Healing Takes Time

Word of advice, if you’re suffering because of your mental health, please get help. I started showing signs of clinical depression and anxiety at the age of 13, I had panic attacks almost every day but I didn’t know what they were. By the age of 14, I went to my first therapist for my depression and I didn’t feel comfortable so I never returned. Sometimes it takes multiple tries to receive help that suits your needs. By 15, I had been through multiple tests to check for the reasons behind my breathing problems and got diagnosed with clinical anxiety instead. I started going for therapy since. At the age of 16, I started showing symptoms of ARFID(eating disorder) and dissociation. Sometimes the battle isn’t easy, it can get worse, but that doesn’t mean that it’s the end of the road. The road to recovery is difficult and anything is a step forward as long as you’re trying, even a relapse counts. Your life is worth fighting for. You are loved whether you feel it or not. And most of all, anything you feel is valid. Don’t forget that. Pain is pain and healing takes time. Self-care is important so please learn to be kind to yourself, and know that you are loved.

Christmas was not always merry for me. 8 years with eating disorder, OCD and BPD, Christmas was an awkward, depressing and lonely time to me. I didn’t know what it was like to laugh heartily. I didn’t know what it was like to freely enjoy food with loved ones. I had mixed feelings seeing lovers because I believed I was ‘not lovable’ and so ‘romantic relationships are not for me’.

Secretly however, I longed for joy and to be free to enjoy food with my friends and family. I longed to love and be loved by someone special, but my fear was greater than my dreams. I didn’t date for 12 years until in 2015, I tried Tinder and went on quite a number of dates, attracting all the men who weren’t good for me.

My turning point was in Oct 2015 when I wrote a 40 page intention/declaration journal to myself – “Today, I declare to the universe, that I’m resolute and committed to love Valerie more every day. I’m loving her more than anyone else, anything else. I’ll take care of her Whole Person – body, mind, heart and spirit. Let’s do this and enjoy this life quest – this Love Quest! So Val, I love you! You are my favourite person. You are my best friend. Thank you for staying with me – through it all.”

And I wrote, as detailed as I could, what kind of relationship I was going to have with myself. Then I wrote what kind of relationship I wanted with someone special. 2015 was my first truly Merry Christmas with myself and loved ones. I was excited about 2016. And I attracted priceless gifts of life in friendships and a beloved. My life was never the same again.
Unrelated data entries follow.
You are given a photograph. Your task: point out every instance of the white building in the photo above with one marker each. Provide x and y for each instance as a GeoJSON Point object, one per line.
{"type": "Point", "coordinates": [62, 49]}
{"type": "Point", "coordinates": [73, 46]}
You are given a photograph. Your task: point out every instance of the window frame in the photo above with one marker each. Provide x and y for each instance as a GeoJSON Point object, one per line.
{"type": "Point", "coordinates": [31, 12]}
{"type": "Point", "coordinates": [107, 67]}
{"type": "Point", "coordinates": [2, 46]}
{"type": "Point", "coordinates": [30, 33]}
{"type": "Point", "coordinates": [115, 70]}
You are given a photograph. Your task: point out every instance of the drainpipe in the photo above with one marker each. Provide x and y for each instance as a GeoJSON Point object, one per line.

Bottomline: When you truly love yourself, the choices you make for yourself will change for the best – health, friends, romance, career, money… I wish you warmth, love and joy.

I used to have severe Obsessive Compulsive Disorder (OCD). There is a huge misconception that OCD is all about making sure that everything is squeaky clean. This is not true. Many people use it inappropriately in their comments about themselves, “This chair is not in order! Sorry I am OCD”. This simply means that they like to be neat.

OCD is more complex than merely wanting to keep clean and neat. Going through OCD is a real struggle because your brain is just permeated 24/7 with intrusive thoughts that feel very real. For example, being afraid that you will kill your family if you leave the gas tap turned on when it is already turned on. Afraid that you may have illicit sexual affairs with people you randomly see on the street when you have no sexual attraction for them at all.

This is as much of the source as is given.